I Remember, I Remember Summary by Philip Larkin: 2022

I Remember, I Remember setting comprises the childhood of Thomas Hood. In this poem, Hood goes back down memory lane to bring back treasured memories from his childhood. Nature is a prominent setting in the childhood memories Hood unearths. He recollects a garden full of flowers and the fir trees that he was surrounded by. This setting of a happy childhood and beautiful nature has been used to accentuate the bleakness and drudgery of adult life by contrast.

I Remember, I Remember summary: Line by Line

This I Remember, I Remember summary offers a line-by-line explanation of the poem

I remember, I remember,
The house where I was born,
The little window where the sun
Came peeping in at morn;
He never came a wink too soon,
Nor brought too long a day,
But now, I often wish the night
Had borne my breath away!

The poet, while reminiscing the days of his childhood, recollects the house in which he grew up. His memories bring back images of a little window in his house through which sunlight used to filter in. He says how the sun would always rise and set at the same time every day, implying the stability and consistency which children have the luxury of taking for granted. The stanza ends on a wistful note, with Hood saying how he wishes life had ended when he was still a kid. This shows that Hood laments the loss of childhood happiness; and a stark contrast is drawn between the bliss of childhood and the hardships of adult life.

I remember, I remember,
The roses, red and white,
The vi’lets, and the lily-cups,
Those flowers made of light!
The lilacs where the robin built,
And where my brother set
The laburnum on his birthday,—
The tree is living yet!

In the second stanza, Hood is recollecting the beautiful flowers he enjoyed appreciating as a kid. He talks about the red and white roses, violets, lily cups, and lilacs that probably adorned the garden in his childhood home. It seemed to him then that the flowers were made of light – so beautiful they were. He then remembers the laburnum tree that his brother had planted on one of his birthdays. He adds that the tree survives still, although the beauty that abounded his childhood is gone. This stanza shows how children have the abandon and simplicity to enjoy the little joys of life like nature.

I remember, I remember,
Where I was used to swing,
And thought the air must rush as fresh
To swallows on the wing;
My spirit flew in feathers then,
That is so heavy now,
And summer pools could hardly cool
The fever on my brow!

In the third stanza, Hood talks about the carefree playfulness of childhood. He recollects the swing from his childhood, which would buoy both him and his spirits up. While enjoying the physical rush and breeziness that can be experienced when swinging, he wondered if the swallows felt the same rush of air while flying. Hood talks about the lightness of childhood, indicating freedom from the worries and cares of adulthood. His spirit that was a light as feathers as a kid has become heavy as an adult. The summer pools that soothed him as a kid can barely calm the heat he carries in his brows, which is a reference to the regrets and sorrows that mount as more life happens. Once again, a contrast is drawn in this paragraph between the innocent abandon of childhood and the worry-ridden life of an adult.

I remember, I remember,
The fir trees dark and high;
I used to think their slender tops
Were close against the sky:
It was a childish ignorance,
But now ’tis little joy
To know I’m farther off from heav’n
Than when I was a boy.

In the fourth stanza, Hood talks about childhood naiveté and says how as a kid, he used to think that the top of dark and high fir trees could almost touch the skies. Now he is an adult who knows better, but there is little joy in knowing that the heaven is further off than he imagined it to be as a kid. Ignorance is bliss, which is perhaps why kids are a blissful lot because they were ignorant of and protected from a lot of harsh realities of life.
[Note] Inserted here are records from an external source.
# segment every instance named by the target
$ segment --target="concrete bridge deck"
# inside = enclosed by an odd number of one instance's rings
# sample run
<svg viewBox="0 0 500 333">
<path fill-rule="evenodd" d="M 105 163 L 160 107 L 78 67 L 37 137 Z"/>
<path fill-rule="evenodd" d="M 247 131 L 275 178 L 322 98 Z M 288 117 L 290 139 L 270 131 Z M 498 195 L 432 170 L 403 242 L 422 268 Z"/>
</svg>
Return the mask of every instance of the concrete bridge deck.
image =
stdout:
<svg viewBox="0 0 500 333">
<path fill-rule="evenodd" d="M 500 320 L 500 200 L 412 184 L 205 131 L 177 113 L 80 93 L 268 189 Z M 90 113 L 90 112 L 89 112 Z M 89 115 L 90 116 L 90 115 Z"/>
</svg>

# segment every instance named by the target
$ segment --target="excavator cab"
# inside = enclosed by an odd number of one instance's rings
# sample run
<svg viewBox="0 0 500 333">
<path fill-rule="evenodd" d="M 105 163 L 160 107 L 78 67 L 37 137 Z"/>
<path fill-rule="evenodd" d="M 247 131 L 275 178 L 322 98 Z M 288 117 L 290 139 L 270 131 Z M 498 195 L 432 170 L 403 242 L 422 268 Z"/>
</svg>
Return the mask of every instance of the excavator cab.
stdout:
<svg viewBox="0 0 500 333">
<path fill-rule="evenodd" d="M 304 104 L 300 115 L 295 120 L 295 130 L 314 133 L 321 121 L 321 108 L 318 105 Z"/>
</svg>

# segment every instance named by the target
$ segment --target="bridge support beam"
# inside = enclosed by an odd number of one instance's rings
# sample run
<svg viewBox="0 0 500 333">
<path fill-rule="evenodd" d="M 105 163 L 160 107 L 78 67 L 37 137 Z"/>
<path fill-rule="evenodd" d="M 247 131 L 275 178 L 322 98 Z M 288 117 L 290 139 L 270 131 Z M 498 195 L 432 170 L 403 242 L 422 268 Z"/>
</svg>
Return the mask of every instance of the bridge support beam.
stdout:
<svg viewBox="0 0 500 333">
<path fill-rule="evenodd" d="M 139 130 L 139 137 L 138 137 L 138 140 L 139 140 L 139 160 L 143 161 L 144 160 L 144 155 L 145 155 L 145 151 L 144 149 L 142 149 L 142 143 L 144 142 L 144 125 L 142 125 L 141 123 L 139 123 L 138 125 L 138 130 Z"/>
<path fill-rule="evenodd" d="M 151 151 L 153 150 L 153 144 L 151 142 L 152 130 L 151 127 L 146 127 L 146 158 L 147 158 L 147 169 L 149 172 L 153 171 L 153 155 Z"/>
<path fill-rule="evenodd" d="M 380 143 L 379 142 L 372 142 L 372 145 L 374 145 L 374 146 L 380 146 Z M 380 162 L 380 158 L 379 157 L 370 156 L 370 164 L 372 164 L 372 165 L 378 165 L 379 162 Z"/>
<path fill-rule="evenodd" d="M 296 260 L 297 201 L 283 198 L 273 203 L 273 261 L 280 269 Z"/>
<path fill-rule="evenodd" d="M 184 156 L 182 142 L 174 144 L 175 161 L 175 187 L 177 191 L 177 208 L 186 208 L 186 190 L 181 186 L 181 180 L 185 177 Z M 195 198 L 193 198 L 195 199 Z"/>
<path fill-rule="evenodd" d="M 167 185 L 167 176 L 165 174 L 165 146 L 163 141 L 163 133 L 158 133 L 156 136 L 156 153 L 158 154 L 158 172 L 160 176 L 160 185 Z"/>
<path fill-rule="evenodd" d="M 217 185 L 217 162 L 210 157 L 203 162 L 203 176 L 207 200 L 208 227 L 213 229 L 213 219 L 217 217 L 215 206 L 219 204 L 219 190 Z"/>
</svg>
I Remember, I Remember Central Idea

I Remember, I Remember central idea focuses on the loss of childhood happiness and the contrast between the blissful life of childhood and the drudgery of adult life. Hood evokes wonderful memories of his childhood to tell his readers about the happiness he has once experienced. However, these happy memories are evoked not just to reminiscence but to contrast it with the darkness of the poet’s adult life to express to the readers better how miserable the poet feels.